With a solid construction, metal cage around the vehicle to shaped charge ammunition (e.g. from Anti-tank hand weapons) Be brought before striking the proper armor to detonate, so that the Warhead unfold its full power punch no more. The advantage of this concept lies in the weight savings and guaranteed the continued mobility of the vehicle compared to other additional armor.
Abrams with CA

M1 Abrams using Cage Armor

The disadvantages are the relatively low level of security spectrum: So the cage armor is only effective against Shaped charge ammunition (As of the RPG-7 fired), other types of ammunition, however, are not affected.


The cage was in the armor World War II introduced to the threat of anti-tank weapons of the type of hand Bazooka and Bazooka to meet.

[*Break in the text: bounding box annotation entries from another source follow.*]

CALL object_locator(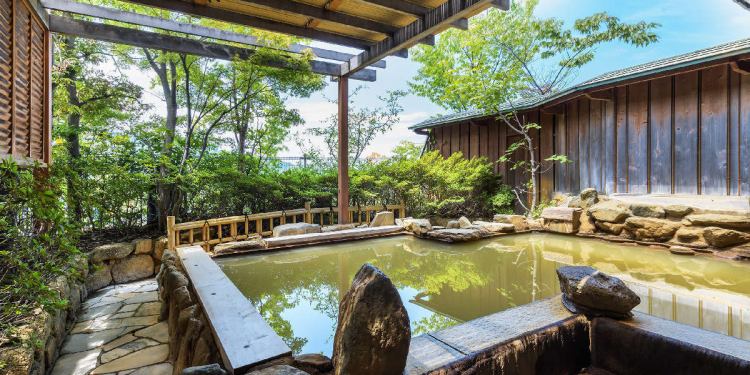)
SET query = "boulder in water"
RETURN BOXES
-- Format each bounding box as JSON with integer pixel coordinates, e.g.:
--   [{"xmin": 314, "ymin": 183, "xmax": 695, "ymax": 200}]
[
  {"xmin": 333, "ymin": 264, "xmax": 411, "ymax": 375},
  {"xmin": 557, "ymin": 266, "xmax": 641, "ymax": 319}
]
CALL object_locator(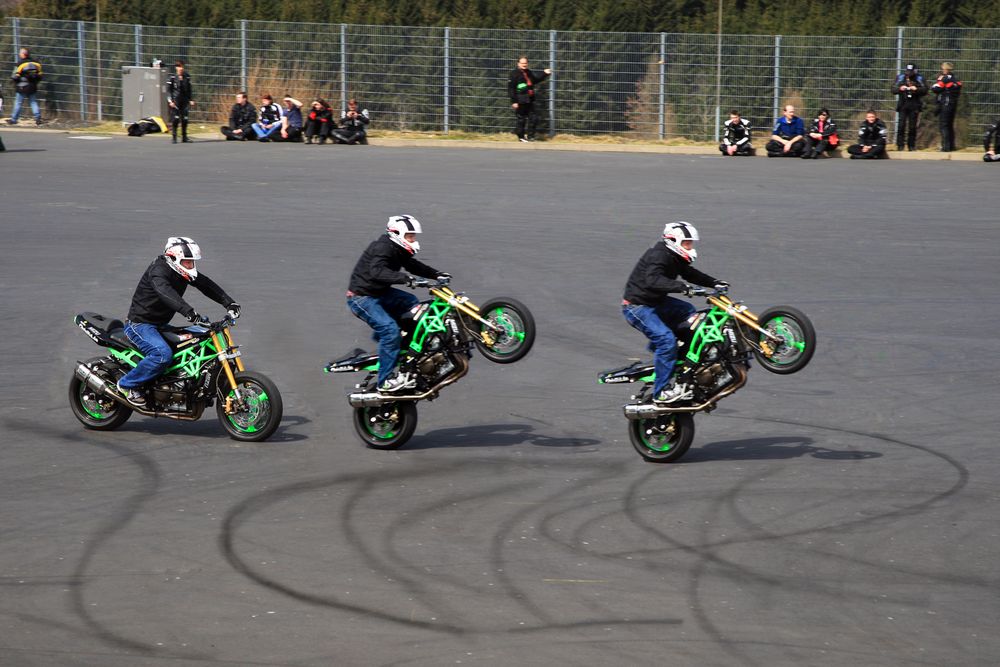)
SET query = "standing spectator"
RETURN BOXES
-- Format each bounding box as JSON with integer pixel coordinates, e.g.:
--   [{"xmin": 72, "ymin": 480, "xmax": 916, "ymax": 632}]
[
  {"xmin": 281, "ymin": 95, "xmax": 302, "ymax": 141},
  {"xmin": 847, "ymin": 109, "xmax": 889, "ymax": 160},
  {"xmin": 931, "ymin": 63, "xmax": 962, "ymax": 153},
  {"xmin": 251, "ymin": 93, "xmax": 281, "ymax": 141},
  {"xmin": 167, "ymin": 60, "xmax": 194, "ymax": 144},
  {"xmin": 306, "ymin": 97, "xmax": 333, "ymax": 144},
  {"xmin": 983, "ymin": 118, "xmax": 1000, "ymax": 162},
  {"xmin": 719, "ymin": 109, "xmax": 753, "ymax": 155},
  {"xmin": 222, "ymin": 91, "xmax": 257, "ymax": 141},
  {"xmin": 764, "ymin": 104, "xmax": 806, "ymax": 157},
  {"xmin": 7, "ymin": 49, "xmax": 42, "ymax": 125},
  {"xmin": 893, "ymin": 63, "xmax": 927, "ymax": 151},
  {"xmin": 333, "ymin": 98, "xmax": 371, "ymax": 144},
  {"xmin": 507, "ymin": 56, "xmax": 552, "ymax": 141},
  {"xmin": 802, "ymin": 108, "xmax": 840, "ymax": 160}
]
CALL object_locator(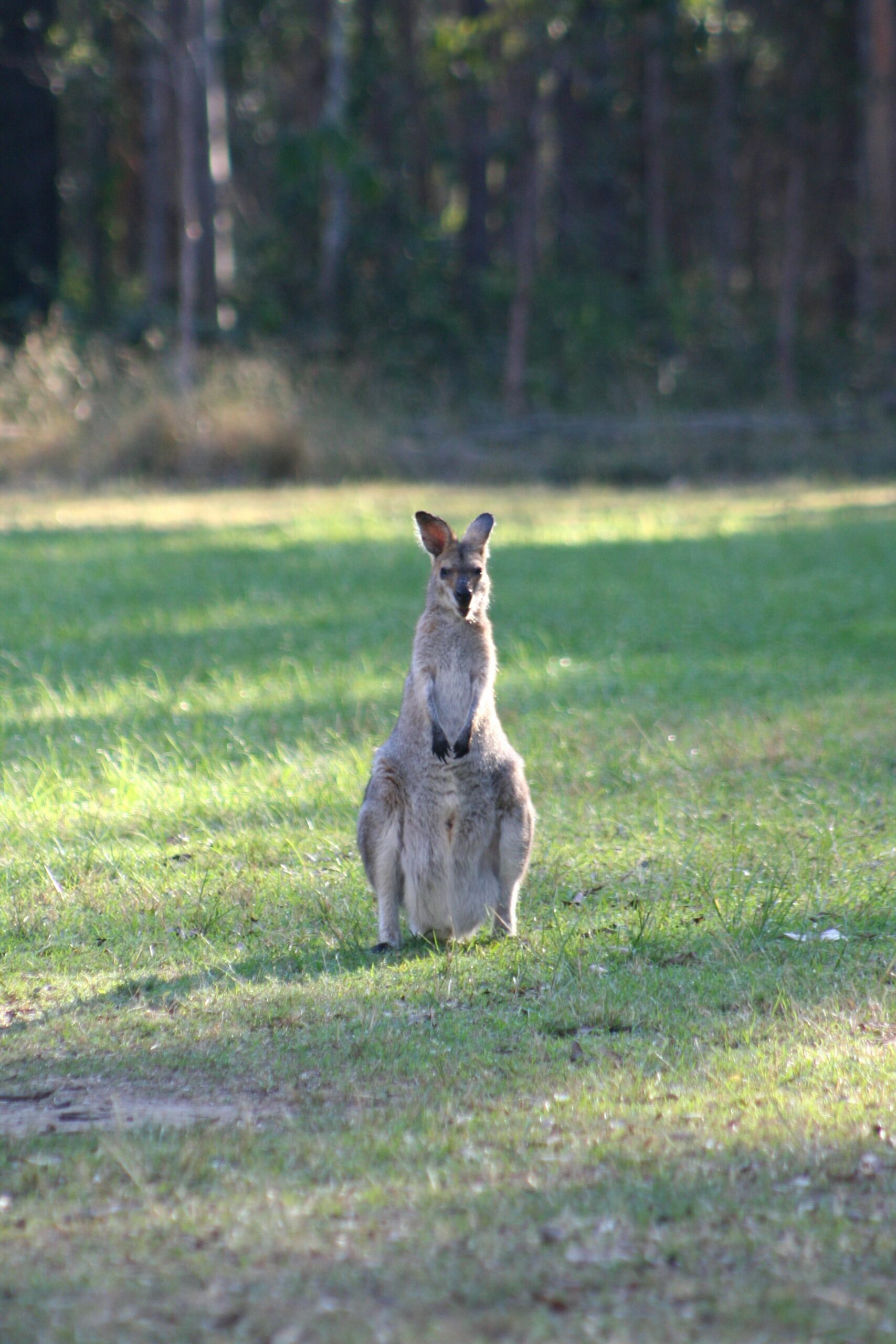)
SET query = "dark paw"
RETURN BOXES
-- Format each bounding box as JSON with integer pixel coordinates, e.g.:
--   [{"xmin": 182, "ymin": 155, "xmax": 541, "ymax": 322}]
[
  {"xmin": 433, "ymin": 729, "xmax": 451, "ymax": 761},
  {"xmin": 454, "ymin": 732, "xmax": 470, "ymax": 761}
]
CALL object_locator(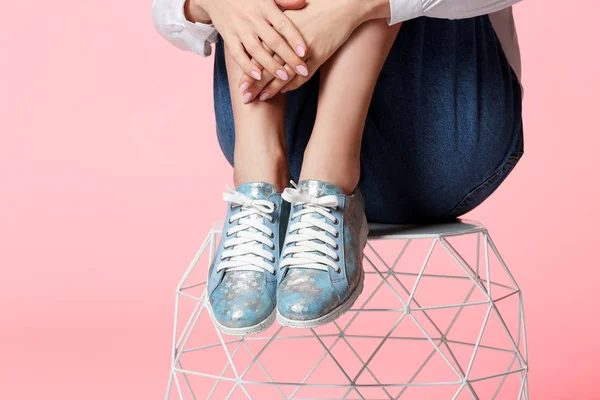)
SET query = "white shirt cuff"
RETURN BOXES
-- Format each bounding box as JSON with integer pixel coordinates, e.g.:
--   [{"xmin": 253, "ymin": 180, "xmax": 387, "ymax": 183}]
[
  {"xmin": 388, "ymin": 0, "xmax": 423, "ymax": 25},
  {"xmin": 175, "ymin": 0, "xmax": 217, "ymax": 56}
]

It was at the end of the war in Berlin, some Russian T-34 with mesh fabric on the hull and turret fitted, which should help against German anti-tank weapons. The same is known of allies, at the Paris affix the mesh of small animal cages on their tanks to protect against shaped charges and bazookas have. Visually, the tanks were therefore very conspicuous.

The allied forces attack in Iraq war the cage armor back to the continuing threat posed by insurgents used RPG-7 to neutralize. So this protection concept is especially for Types Force Protection MRAP Category III Buffalo MPV, General Dynamics Stryker
Striker With CA

Striker with cage armor

Armored Vehicle and the armored Warrior Application.

The use of Afghanistan for the Canadian armed forces lent battle tank Leopard 2A6M and Recovery Tank buffalo (BPZ 3) Bundeswehr were also fitted with cage armor.

Future developmentEdit

The British BAE Systems currently developing an ultra lightweight aluminum construction (LROD), which will be only half the weight of conventional steel cages, but to ensure the same protection.